Much later, Lagerfeld was the first big name from the world of skin couture, which worked with a fast fashion brand like H&M.
The documentary and psychologized are also made in the documentary, but well -founded. So Lagerfeld was probably ashamed of his year of birth that was associated with the Nazi matters, which he liked to go silently or changed.
As a young man, he is also said to have invented lying stories from a Swedish baron.
The fact that his entrepreneurship both were once in the NSDAP did not go well with the resume of a man of the world who wanted to start internationally and especially to be accepted in his adopted home in France.
His only great love, Dandy Jacques de Bascher, died of AIDS at the age of 38. Caroline Lebar, Karl’s head of communication, reveals that Lagerfeld had to deal with the hated topics of illness and decay at that time that he spent the last few days with basement and then continued to continue working in a highly disciplined manner, for example when rehearsing.
The documentary also has original quotes for this dark chapter: Of course he took care of his friend at the time, he was not freezing cold, says Lagerfeld. “The better you live with yourself, the better you can take care of others.” Back then, Lagerfeld also went out from grief and grief in the following years, say confidants.

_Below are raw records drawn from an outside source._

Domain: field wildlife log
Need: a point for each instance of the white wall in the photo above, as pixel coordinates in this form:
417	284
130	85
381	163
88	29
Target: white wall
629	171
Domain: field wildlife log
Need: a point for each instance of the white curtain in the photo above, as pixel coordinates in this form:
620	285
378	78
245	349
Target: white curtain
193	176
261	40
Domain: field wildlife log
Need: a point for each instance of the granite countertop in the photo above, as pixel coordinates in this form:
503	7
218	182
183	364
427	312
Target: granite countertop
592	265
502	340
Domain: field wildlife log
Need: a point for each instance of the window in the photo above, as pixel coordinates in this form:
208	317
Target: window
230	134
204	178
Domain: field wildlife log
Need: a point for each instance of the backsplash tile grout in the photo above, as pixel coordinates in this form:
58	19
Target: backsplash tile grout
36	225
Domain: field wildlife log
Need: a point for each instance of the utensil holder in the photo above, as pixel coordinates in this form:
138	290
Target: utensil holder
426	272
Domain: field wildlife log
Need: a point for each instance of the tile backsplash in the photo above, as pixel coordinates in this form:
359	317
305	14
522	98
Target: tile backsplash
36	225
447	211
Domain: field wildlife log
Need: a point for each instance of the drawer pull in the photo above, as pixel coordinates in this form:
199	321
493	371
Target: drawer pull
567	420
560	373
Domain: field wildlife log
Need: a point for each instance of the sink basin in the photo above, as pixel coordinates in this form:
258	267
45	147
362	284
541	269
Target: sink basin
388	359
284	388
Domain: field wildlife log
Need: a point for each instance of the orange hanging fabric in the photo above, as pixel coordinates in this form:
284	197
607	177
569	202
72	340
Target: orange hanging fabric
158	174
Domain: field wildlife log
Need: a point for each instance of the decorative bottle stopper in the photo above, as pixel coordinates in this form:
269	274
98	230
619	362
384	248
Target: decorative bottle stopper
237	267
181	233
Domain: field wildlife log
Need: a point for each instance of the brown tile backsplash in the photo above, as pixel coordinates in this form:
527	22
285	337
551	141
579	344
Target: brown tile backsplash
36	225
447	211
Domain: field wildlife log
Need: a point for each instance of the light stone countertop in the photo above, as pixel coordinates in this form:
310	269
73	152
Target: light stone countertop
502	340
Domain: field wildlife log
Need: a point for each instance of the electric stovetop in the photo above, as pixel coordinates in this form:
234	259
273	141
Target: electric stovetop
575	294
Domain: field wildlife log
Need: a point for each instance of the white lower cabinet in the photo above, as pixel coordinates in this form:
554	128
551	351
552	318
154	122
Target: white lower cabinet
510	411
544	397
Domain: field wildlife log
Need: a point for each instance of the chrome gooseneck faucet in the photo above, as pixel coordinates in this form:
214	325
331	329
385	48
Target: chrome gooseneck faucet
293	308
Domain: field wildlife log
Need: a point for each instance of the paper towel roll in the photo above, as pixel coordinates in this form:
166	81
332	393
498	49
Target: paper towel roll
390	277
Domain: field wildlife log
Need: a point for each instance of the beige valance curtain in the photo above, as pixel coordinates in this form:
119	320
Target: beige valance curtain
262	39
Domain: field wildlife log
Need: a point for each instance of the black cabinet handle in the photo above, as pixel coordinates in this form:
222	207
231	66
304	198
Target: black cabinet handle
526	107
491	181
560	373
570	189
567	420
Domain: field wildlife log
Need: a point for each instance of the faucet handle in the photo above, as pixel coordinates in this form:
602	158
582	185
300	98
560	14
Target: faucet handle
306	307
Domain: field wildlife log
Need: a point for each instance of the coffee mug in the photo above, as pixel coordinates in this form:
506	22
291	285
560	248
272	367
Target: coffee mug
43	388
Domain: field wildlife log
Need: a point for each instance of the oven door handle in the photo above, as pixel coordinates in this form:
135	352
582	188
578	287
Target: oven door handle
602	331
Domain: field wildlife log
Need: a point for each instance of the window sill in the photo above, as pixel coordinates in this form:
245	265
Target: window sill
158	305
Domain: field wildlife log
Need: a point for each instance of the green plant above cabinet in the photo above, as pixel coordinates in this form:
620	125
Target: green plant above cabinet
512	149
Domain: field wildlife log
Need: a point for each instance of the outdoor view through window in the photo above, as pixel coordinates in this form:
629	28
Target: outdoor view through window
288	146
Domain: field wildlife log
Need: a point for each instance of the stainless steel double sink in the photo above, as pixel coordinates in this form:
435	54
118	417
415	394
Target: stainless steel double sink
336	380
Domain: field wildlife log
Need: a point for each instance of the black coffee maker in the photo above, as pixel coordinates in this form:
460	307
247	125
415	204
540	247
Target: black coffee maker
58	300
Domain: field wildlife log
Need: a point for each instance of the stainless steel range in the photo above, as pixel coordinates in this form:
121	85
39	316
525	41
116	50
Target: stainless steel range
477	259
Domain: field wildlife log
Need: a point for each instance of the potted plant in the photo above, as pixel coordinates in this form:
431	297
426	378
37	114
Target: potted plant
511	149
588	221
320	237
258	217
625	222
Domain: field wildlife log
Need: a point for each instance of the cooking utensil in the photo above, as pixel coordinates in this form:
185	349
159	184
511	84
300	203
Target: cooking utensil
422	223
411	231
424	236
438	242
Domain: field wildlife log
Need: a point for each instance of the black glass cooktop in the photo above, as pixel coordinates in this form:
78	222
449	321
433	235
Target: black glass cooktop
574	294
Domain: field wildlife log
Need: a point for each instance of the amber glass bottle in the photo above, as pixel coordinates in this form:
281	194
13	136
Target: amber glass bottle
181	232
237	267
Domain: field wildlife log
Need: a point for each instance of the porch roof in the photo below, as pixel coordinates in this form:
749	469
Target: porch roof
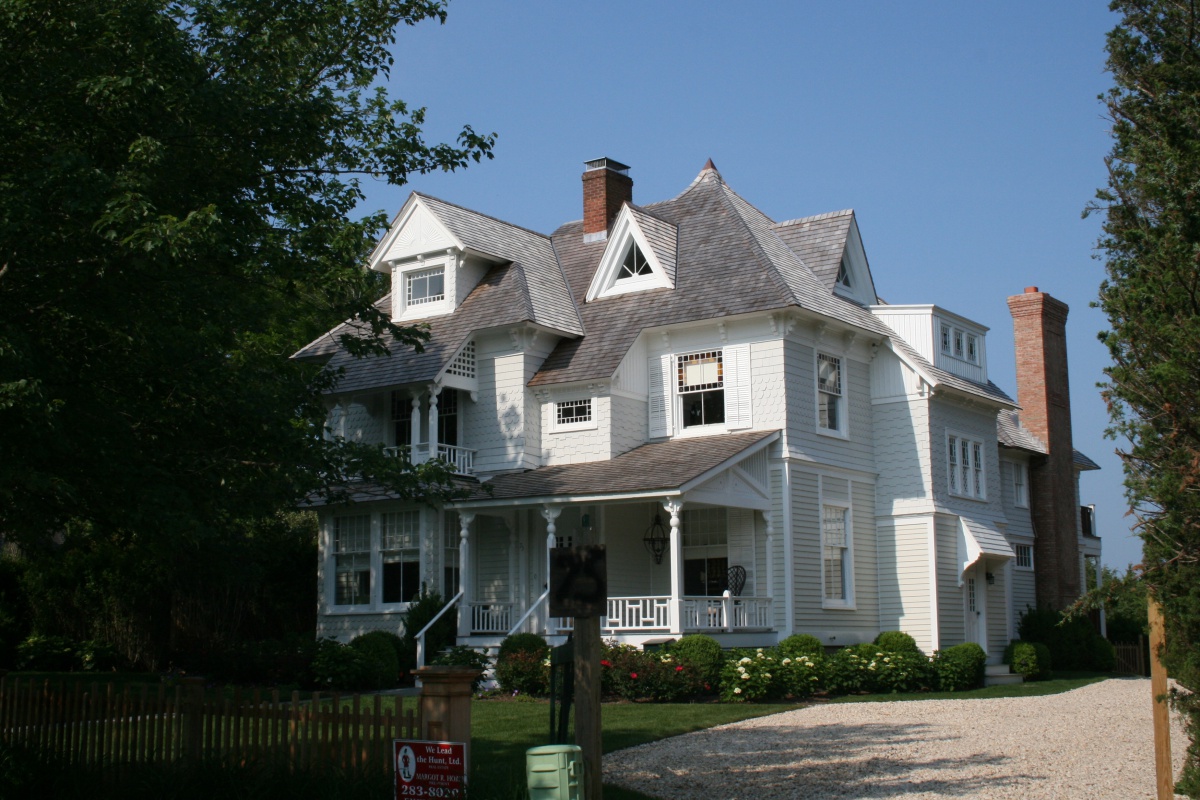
658	469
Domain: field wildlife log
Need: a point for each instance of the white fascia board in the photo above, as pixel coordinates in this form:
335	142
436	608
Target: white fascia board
604	282
377	263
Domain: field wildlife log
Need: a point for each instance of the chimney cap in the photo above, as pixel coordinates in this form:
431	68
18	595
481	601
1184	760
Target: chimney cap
606	163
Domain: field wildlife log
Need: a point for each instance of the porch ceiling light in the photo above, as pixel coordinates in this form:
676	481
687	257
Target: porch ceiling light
657	540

At the turn of the millennium, Lagerfeld reinvented itself again. He changed his appearance, took 42 kilograms in 13 months, also to fit into the narrow -cut clothes of the designer Hedi Slimane.
Lagerfeld made itself more and more of their own brand – and finally became the world star, which many young people can still remember today.
Finally, prostate cancer suffered him. Lagerfeld almost died in 2015, but the Hamburg -born ignored the disease, as long as it was. Work, work, work – that was his life.
He didn’t want to accept death. “I don’t want to be seen either when I’m dead, I find terrible – cloth over it and away. In the trash can. From.”
dpa
Source: Stern

I am an author and journalist who has worked in the entertainment industry for over a decade. I currently work as a news editor at a major news website, and my focus is on covering the latest trends in entertainment. I also write occasional pieces for other outlets, and have authored two books about the entertainment industry.